CONDA: Condensed Deep Association Learning for Co-Salient Object Detection
Long Li, Nian Liu, Dingwen Zhang, Zhongyu Li, Salman Khan, Rao Anwer, Hisham Cholakkal, Junwei Han, Fahad Shahbaz Khan
TL;DR
This work addresses co-salient object detection by tackling the limitations of relying on raw inter-image associations. It introduces CONDA, a deep association learning framework that converts pixel-wise hyperassociations into deep association features within an FPN-based decoder, leveraging a Progressive Association Generation (PAG) module, Correspondence-induced Association Condensation (CAC) to condense associations, and an Object-aware Cycle Consistency (OCC) loss to supervise pixel-level correspondences. The approach achieves state-of-the-art results across CoCA, CoSal2015, and CoSOD3k under various training setups, with ablations confirming the importance of PAG, CAC, and OCC and demonstrating reduced computation via condensation. By explicitly modeling inter-image association knowledge and pixel-level correspondences, CONDA offers a robust and scalable pathway for improving co-saliency detection and related inter-image tasks.
Abstract
Inter-image association modeling is crucial for co-salient object detection. Despite satisfactory performance, previous methods still have limitations on sufficient inter-image association modeling. Because most of them focus on image feature optimization under the guidance of heuristically calculated raw inter-image associations. They directly rely on raw associations which are not reliable in complex scenarios, and their image feature optimization approach is not explicit for inter-image association modeling.
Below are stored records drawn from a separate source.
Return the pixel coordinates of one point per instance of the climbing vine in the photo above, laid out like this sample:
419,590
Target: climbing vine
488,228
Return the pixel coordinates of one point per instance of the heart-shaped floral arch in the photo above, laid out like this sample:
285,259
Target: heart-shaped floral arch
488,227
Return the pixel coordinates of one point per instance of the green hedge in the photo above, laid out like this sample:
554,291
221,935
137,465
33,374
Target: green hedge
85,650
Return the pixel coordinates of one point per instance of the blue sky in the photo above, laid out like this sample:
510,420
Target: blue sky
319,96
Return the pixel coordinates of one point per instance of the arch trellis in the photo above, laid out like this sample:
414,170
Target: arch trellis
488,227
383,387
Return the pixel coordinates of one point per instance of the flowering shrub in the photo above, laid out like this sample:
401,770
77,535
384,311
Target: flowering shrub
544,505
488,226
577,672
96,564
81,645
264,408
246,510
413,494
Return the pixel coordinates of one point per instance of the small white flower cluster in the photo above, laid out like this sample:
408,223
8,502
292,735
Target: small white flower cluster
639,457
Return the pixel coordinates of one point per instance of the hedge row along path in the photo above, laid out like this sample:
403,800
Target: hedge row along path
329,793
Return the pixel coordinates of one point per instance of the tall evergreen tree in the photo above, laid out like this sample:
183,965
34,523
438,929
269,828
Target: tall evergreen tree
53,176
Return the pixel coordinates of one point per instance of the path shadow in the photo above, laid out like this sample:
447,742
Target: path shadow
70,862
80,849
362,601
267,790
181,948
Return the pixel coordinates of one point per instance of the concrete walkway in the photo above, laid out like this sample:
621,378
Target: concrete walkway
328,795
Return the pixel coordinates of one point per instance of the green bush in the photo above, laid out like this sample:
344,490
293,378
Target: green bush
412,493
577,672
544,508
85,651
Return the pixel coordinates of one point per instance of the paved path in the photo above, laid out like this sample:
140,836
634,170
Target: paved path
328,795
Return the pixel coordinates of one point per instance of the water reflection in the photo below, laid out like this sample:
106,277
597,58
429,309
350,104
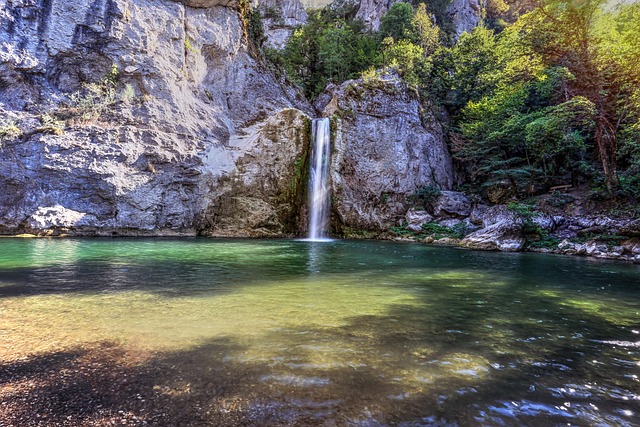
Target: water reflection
342,332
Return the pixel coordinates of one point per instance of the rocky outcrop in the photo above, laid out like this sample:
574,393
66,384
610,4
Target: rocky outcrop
416,218
386,146
370,12
452,204
280,17
502,231
189,124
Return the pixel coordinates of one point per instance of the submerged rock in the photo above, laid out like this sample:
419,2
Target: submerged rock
415,219
452,203
386,146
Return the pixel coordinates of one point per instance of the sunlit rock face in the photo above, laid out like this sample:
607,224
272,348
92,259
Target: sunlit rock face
386,146
158,160
371,11
280,17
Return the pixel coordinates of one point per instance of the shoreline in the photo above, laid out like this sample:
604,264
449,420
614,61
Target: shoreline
588,249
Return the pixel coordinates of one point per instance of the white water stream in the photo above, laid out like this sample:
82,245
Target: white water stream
319,180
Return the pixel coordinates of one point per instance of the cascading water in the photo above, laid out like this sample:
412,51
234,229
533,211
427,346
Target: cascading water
319,182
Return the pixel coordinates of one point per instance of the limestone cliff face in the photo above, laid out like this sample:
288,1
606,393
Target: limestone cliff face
202,121
370,12
386,146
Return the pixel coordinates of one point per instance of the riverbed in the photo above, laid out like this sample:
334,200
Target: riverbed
290,332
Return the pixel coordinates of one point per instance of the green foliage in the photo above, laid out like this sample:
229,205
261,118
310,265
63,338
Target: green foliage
545,241
433,229
425,197
50,124
326,49
9,130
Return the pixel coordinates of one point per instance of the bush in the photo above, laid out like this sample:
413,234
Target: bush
9,130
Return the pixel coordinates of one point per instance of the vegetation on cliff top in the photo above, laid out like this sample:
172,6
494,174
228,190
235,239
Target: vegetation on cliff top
541,94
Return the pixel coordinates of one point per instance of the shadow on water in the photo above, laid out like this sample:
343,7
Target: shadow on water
488,339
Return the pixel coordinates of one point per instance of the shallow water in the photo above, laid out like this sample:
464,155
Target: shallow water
345,332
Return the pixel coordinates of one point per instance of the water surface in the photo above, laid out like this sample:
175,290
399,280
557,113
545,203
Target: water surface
343,332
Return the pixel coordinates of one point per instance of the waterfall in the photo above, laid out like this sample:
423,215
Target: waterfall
319,180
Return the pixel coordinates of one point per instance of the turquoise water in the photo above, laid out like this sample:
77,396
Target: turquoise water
342,332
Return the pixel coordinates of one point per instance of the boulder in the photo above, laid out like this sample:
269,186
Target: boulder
632,246
631,228
499,214
477,213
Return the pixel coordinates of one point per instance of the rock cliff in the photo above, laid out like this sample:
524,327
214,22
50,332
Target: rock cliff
386,146
180,122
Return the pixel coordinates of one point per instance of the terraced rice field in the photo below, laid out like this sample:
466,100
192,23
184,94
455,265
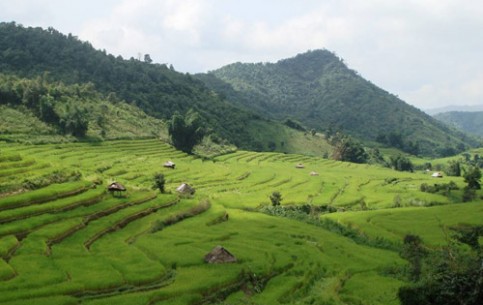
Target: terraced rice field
72,242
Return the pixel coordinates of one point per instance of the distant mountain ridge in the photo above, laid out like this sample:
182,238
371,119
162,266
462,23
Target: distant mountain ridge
319,90
471,122
242,103
36,54
459,108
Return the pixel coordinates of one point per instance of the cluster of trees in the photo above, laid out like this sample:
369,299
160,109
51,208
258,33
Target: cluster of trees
186,131
318,89
401,163
155,88
447,276
347,149
56,104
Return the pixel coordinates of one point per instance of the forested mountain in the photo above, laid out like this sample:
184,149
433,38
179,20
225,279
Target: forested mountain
319,90
471,122
460,108
157,89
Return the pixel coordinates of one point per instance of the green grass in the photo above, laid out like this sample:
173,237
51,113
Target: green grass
69,244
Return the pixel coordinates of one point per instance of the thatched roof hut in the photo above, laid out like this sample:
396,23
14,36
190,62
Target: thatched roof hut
169,164
185,188
219,255
116,187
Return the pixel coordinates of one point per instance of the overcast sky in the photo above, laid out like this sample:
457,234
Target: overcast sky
428,52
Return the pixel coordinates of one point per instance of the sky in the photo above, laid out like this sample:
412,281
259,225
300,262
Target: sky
427,52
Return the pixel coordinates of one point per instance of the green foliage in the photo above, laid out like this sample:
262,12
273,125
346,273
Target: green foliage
37,106
414,252
471,122
401,163
347,149
446,188
472,178
187,131
452,276
294,124
319,90
453,168
155,88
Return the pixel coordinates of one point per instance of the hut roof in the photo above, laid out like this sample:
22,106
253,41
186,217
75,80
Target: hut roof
185,188
219,255
169,164
116,186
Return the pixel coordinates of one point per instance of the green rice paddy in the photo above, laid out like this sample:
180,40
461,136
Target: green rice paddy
72,242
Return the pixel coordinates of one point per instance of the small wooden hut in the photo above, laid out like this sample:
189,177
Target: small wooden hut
185,189
219,255
169,164
116,187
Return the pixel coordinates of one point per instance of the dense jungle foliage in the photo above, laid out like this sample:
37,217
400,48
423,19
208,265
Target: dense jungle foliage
318,89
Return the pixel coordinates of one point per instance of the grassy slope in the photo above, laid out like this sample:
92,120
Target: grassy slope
121,120
130,265
471,122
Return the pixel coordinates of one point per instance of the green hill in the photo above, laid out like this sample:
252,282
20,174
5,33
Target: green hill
335,238
319,90
156,89
471,122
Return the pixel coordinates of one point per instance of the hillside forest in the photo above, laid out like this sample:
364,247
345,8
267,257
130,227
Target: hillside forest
123,181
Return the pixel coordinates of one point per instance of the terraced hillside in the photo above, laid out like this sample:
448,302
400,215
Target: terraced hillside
65,240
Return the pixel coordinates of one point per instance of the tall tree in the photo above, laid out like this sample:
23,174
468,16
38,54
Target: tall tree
187,131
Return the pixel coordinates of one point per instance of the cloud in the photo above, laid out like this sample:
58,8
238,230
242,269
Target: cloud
427,52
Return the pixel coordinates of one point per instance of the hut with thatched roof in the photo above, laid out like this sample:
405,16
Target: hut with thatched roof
185,189
437,175
169,164
219,255
116,187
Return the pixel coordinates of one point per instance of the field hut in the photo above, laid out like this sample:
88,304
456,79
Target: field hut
116,187
219,255
169,164
437,175
186,189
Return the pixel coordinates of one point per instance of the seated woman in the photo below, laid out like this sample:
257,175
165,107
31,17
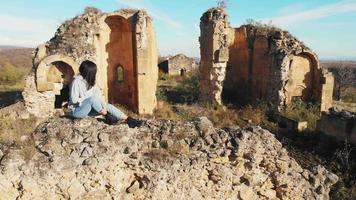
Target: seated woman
86,98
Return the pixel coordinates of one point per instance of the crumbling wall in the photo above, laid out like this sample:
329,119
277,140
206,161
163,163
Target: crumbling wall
264,63
85,38
214,43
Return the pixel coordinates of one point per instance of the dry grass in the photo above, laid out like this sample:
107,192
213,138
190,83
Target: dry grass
165,111
220,116
301,111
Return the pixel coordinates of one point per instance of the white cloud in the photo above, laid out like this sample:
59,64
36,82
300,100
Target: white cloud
314,14
152,11
28,32
14,23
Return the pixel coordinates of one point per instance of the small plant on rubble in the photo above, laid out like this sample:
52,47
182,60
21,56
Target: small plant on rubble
223,3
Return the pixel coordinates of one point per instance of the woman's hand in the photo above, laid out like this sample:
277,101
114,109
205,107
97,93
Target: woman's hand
104,111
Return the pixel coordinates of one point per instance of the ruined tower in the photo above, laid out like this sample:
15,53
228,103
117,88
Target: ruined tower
257,62
121,43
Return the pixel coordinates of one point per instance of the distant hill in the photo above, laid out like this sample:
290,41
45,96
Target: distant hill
338,63
17,56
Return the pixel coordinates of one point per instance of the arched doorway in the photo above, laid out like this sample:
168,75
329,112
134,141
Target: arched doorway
122,80
60,75
301,83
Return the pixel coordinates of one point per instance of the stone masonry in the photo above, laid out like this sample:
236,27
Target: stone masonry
257,62
93,36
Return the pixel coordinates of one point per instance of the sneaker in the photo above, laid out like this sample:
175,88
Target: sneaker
133,122
110,119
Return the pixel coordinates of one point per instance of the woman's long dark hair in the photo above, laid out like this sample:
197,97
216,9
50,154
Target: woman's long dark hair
88,70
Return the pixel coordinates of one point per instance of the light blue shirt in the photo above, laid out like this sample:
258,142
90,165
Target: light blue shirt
79,92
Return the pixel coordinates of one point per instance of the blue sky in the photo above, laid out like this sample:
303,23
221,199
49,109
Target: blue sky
327,26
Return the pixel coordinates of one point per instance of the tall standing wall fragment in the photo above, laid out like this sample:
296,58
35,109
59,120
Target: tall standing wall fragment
214,43
127,67
257,62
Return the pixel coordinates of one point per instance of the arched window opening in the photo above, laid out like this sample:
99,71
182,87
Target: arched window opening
120,74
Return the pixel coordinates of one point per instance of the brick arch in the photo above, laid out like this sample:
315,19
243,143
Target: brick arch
304,79
43,68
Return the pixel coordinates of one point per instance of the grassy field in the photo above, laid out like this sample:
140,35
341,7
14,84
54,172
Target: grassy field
15,64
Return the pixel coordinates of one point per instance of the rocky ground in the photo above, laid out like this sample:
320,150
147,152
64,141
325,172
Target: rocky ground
87,159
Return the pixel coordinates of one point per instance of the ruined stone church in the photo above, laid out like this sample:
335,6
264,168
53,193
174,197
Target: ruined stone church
251,63
255,63
121,43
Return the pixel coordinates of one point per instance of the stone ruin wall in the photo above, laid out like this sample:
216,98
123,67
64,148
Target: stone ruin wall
84,38
253,63
214,43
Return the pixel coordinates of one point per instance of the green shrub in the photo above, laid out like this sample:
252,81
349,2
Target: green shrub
10,74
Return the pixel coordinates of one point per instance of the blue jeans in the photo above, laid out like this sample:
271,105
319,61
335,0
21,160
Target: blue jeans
93,106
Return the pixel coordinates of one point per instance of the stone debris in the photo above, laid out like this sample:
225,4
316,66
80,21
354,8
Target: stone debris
86,159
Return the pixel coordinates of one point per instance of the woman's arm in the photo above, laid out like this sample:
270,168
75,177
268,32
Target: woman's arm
75,92
98,92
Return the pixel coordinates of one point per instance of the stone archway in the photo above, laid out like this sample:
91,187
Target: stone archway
49,71
304,79
121,69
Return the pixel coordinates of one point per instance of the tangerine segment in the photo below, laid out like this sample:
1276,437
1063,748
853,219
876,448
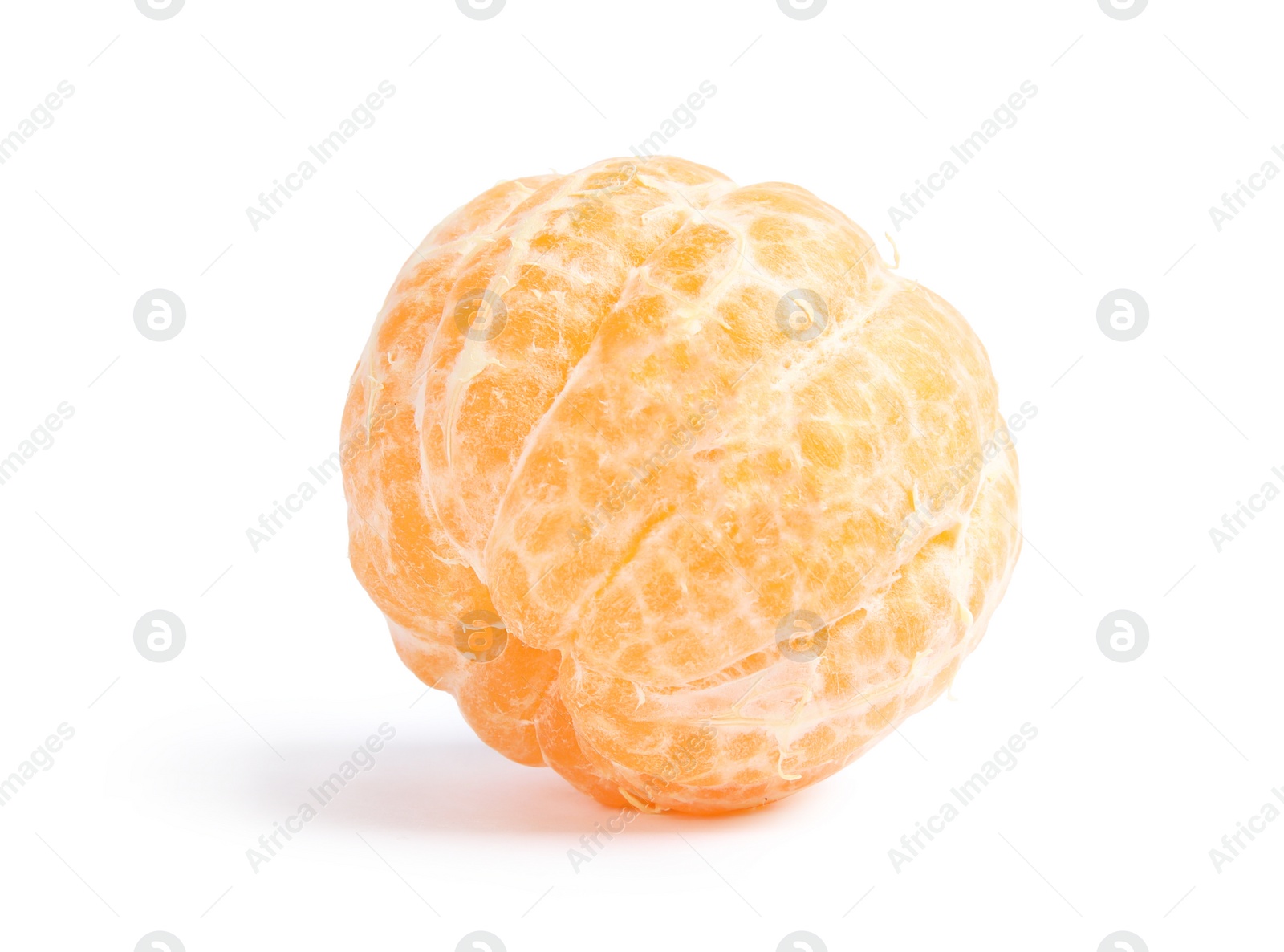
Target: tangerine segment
674,485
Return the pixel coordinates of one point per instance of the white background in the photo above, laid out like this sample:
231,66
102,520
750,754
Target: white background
175,449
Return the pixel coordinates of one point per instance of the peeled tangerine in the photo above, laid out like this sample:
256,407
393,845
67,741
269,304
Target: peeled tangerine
673,483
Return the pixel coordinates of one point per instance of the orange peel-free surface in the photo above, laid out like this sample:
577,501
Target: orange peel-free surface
673,483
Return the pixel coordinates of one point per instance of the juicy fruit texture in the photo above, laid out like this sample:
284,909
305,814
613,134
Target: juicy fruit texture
674,485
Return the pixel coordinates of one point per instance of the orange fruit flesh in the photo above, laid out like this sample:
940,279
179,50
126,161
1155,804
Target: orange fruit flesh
632,419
To alleviate these limitations, this paper proposes a deep association learning strategy that deploys deep networks on raw associations to explicitly transform them into deep association features. Specifically, we first create hyperassociations to collect dense pixel-pair-wise raw associations and then deploys deep aggregation networks on them. We design a progressive association generation module for this purpose with additional enhancement of the hyperassociation calculation. More importantly, we propose a correspondence-induced association condensation module that introduces a pretext task, i.e. semantic correspondence estimation, to condense the hyperassociations for computational burden reduction and noise elimination. We also design an object-aware cycle consistency loss for high-quality correspondence estimations. Experimental results in three benchmark datasets demonstrate the remarkable effectiveness of our proposed method with various training settings.